I might be overlooking it, but is there an option or technique with this module to ignore certificate validation? I'm passing an api token but using a self signed cert and get the following error when trying to connect to our on prem conjur host, which is not public and I don't care to secure the connection at the moment.

panic: Get https://conjur.our-office.com/api/secrets/myaccount/variable/myvarname: x509: 
certificate signed by unknown authority (possibly because of "x509: invalid signature: parent 
certificate cannot sign this kind of certificate" while trying to verify candidate authority certificate blah.amazonaws.com")

Thanks.

Hey @mjmj!

We use self-signed certs with this API in many places so it should work fine (client setup code is here) but you must have the Conjur host's certificate (or CA cert) available to the API using either the standard config file or these environment variables. One of those variables is for the path to the cert and one is for the actual cert data - you don't need both as far as I know.

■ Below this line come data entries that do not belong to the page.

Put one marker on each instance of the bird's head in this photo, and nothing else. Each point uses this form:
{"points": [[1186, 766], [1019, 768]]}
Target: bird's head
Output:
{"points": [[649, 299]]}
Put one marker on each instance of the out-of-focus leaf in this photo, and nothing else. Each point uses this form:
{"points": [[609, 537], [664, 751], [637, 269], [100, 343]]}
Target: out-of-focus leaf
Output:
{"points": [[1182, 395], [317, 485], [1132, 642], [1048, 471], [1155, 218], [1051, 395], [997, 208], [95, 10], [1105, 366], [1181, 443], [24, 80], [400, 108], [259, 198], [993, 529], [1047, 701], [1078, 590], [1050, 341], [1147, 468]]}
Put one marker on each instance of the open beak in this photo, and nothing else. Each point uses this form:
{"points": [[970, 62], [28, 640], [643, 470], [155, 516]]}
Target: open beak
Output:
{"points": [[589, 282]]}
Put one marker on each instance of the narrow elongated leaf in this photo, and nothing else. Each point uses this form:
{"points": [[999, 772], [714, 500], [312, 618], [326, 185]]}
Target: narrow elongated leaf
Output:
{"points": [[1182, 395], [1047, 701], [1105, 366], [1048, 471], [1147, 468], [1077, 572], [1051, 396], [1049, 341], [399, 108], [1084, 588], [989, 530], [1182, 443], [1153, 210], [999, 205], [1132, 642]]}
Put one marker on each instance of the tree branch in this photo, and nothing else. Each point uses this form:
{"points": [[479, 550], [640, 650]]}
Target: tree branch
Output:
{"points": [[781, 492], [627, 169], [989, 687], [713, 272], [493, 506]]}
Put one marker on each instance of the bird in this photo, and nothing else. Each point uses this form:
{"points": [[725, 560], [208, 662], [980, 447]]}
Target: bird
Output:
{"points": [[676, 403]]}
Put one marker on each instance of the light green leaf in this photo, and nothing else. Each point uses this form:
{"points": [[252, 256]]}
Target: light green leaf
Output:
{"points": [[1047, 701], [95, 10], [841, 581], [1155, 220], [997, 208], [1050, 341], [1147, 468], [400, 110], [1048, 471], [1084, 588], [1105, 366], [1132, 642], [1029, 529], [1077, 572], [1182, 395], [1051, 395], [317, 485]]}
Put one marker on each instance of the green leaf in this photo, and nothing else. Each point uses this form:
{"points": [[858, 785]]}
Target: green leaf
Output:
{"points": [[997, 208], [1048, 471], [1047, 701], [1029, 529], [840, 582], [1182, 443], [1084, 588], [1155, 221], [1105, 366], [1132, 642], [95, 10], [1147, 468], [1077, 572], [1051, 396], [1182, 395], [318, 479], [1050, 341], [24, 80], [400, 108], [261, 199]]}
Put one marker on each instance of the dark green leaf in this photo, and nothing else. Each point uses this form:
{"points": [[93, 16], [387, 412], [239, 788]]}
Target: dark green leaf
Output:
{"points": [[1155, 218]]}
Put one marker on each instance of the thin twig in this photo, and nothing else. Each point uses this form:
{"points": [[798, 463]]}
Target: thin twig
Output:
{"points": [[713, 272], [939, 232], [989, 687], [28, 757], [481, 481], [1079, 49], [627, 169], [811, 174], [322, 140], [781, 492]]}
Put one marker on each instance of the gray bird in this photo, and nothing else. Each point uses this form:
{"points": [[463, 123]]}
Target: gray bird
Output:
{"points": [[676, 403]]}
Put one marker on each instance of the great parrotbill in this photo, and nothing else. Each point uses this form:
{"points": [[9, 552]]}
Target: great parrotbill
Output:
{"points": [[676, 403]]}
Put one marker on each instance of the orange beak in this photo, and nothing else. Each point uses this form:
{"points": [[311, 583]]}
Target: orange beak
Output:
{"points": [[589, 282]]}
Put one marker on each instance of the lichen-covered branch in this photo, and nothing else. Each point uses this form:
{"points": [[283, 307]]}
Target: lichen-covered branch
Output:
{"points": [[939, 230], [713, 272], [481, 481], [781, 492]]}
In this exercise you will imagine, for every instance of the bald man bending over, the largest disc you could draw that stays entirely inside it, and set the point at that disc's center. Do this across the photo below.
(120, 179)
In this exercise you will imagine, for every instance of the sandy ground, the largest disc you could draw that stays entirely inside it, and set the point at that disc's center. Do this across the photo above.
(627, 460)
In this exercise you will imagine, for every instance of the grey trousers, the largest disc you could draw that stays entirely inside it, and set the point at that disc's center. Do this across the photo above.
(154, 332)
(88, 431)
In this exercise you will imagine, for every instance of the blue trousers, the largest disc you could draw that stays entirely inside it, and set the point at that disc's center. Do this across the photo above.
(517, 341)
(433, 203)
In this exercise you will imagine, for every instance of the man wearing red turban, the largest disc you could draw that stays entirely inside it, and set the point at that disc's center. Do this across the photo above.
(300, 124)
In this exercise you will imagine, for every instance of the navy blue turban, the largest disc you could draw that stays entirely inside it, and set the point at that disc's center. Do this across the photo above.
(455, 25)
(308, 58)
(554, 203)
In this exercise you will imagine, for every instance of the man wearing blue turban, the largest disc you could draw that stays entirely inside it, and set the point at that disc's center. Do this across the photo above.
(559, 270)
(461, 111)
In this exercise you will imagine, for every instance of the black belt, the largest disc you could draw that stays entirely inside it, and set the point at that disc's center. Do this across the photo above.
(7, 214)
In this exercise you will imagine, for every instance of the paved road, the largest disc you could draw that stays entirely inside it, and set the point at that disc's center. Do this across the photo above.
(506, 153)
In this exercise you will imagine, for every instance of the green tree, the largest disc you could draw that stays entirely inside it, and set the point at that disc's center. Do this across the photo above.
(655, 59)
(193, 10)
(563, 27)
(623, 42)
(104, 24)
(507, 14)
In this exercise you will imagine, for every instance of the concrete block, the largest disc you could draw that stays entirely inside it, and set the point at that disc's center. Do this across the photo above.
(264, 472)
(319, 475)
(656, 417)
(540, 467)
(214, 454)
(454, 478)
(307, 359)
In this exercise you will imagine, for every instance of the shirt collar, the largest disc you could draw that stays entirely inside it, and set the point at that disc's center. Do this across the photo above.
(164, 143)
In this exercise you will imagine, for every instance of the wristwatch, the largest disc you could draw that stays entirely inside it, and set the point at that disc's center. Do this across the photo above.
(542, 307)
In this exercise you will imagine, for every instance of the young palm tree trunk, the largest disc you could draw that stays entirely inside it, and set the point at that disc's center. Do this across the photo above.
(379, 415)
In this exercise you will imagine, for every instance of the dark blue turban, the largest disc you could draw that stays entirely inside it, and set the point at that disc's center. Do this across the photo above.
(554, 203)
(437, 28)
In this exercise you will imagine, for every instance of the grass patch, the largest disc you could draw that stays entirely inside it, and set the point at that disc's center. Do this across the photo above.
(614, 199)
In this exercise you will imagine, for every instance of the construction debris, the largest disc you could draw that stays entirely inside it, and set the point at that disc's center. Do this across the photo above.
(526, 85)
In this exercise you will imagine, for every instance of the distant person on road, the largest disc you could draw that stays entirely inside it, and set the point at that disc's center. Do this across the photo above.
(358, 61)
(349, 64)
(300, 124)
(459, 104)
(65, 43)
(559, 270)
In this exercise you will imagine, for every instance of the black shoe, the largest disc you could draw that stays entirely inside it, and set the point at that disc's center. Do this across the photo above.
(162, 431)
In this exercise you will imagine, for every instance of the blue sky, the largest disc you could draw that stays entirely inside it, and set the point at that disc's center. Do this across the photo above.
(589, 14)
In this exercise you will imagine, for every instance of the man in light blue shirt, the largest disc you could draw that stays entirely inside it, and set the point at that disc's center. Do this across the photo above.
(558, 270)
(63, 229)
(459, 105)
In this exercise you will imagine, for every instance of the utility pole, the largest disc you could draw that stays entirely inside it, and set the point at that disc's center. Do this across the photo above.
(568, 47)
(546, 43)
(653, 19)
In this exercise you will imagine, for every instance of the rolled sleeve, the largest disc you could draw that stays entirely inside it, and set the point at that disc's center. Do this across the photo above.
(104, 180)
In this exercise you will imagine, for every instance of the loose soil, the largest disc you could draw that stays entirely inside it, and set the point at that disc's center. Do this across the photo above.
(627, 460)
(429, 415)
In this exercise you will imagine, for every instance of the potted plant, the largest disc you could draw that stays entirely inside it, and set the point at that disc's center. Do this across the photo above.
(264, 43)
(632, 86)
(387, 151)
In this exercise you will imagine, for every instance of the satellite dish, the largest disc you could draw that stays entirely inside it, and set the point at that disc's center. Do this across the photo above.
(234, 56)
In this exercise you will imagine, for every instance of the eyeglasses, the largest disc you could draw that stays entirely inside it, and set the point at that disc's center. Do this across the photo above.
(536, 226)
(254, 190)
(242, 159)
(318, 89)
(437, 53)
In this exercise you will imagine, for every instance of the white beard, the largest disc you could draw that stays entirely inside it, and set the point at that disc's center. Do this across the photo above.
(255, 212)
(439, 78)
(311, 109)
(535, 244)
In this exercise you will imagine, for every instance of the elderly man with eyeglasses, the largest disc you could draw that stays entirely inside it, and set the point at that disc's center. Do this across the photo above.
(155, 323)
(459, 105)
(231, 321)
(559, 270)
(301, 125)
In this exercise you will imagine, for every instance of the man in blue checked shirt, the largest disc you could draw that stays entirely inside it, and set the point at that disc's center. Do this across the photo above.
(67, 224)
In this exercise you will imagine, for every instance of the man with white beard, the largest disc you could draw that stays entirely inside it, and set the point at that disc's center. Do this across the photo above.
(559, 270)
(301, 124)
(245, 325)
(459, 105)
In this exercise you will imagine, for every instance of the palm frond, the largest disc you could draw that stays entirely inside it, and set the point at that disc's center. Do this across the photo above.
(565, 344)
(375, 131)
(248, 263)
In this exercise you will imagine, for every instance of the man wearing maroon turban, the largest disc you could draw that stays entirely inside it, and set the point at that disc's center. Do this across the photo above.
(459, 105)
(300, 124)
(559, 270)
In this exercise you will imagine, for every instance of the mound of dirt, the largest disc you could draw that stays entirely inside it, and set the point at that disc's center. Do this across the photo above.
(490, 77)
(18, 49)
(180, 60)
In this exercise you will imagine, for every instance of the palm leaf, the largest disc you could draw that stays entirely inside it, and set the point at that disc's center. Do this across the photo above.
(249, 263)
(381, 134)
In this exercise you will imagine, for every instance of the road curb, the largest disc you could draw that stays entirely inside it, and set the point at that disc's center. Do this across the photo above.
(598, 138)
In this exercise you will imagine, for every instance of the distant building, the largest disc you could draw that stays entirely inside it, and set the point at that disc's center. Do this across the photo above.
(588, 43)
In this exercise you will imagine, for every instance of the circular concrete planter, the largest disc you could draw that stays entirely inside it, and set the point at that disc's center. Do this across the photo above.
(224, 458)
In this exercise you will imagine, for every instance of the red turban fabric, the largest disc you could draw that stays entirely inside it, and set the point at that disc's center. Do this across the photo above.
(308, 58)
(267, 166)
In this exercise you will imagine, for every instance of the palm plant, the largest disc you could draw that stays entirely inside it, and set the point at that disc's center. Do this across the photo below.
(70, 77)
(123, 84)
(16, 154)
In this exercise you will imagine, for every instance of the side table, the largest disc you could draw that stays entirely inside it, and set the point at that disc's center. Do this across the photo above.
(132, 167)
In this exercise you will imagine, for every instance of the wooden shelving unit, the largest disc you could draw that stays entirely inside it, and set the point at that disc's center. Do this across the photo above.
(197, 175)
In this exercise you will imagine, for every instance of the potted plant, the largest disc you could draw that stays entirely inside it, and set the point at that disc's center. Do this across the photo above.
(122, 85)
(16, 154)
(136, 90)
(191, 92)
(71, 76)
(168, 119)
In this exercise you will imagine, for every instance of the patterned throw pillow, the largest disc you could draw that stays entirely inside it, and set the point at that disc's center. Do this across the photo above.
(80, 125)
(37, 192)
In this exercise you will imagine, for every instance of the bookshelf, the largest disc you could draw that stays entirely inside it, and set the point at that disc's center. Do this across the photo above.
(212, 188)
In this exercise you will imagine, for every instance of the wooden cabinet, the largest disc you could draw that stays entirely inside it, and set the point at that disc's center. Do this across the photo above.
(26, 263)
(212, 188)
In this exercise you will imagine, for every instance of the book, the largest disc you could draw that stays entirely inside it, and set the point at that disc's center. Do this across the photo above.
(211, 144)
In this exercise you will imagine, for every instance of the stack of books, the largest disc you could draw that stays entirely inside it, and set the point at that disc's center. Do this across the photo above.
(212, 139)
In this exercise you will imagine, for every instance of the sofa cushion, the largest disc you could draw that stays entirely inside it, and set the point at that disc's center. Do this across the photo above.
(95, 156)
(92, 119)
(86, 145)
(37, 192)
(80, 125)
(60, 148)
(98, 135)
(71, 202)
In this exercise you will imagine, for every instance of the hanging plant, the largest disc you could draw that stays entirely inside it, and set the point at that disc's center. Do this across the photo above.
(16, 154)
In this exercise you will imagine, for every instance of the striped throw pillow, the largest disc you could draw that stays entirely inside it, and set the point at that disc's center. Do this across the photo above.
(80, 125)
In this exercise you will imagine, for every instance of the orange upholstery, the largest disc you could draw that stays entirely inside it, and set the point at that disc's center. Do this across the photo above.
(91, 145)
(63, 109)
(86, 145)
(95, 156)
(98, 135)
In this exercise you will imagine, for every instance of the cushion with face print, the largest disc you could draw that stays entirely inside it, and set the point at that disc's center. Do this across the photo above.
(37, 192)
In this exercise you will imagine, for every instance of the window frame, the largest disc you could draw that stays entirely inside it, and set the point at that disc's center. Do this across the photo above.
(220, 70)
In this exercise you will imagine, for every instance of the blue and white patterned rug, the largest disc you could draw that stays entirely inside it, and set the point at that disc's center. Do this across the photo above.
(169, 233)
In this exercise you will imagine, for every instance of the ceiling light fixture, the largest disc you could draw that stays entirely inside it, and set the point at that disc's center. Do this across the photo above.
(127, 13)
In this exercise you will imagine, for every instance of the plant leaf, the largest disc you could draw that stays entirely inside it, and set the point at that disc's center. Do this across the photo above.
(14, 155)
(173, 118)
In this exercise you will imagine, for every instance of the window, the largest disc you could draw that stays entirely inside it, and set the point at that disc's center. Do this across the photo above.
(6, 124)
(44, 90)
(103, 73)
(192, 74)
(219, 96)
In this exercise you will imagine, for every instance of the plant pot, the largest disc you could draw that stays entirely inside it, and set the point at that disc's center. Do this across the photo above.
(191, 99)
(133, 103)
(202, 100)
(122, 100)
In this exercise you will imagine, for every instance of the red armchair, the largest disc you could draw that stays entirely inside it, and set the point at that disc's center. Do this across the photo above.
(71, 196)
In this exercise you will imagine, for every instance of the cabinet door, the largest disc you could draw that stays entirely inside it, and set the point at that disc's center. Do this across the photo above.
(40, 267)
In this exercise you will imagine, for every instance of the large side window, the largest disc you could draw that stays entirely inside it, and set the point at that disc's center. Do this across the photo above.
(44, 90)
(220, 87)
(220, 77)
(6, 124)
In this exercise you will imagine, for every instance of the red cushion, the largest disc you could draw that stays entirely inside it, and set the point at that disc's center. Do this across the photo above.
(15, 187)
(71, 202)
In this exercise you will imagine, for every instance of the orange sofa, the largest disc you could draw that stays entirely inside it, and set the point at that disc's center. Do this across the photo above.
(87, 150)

While it's understandable that you don't have a need for secure connection back to the Conjur host, allowing invalid host's certs to be a configurable setting would indirectly cause a reduction in security of our clients in the field so we feel very compelled not to implement such a feature. With that said, if you feel strongly about it, you can open a new feature request and we can gauge our user's need for this functionality from there.

I will close the issue as "can't reproduce" but feel free to comment/reopen if I misunderstood your problem description.

Thanks!

Thank you for taking the time to write such a detailed response, that was very helpful!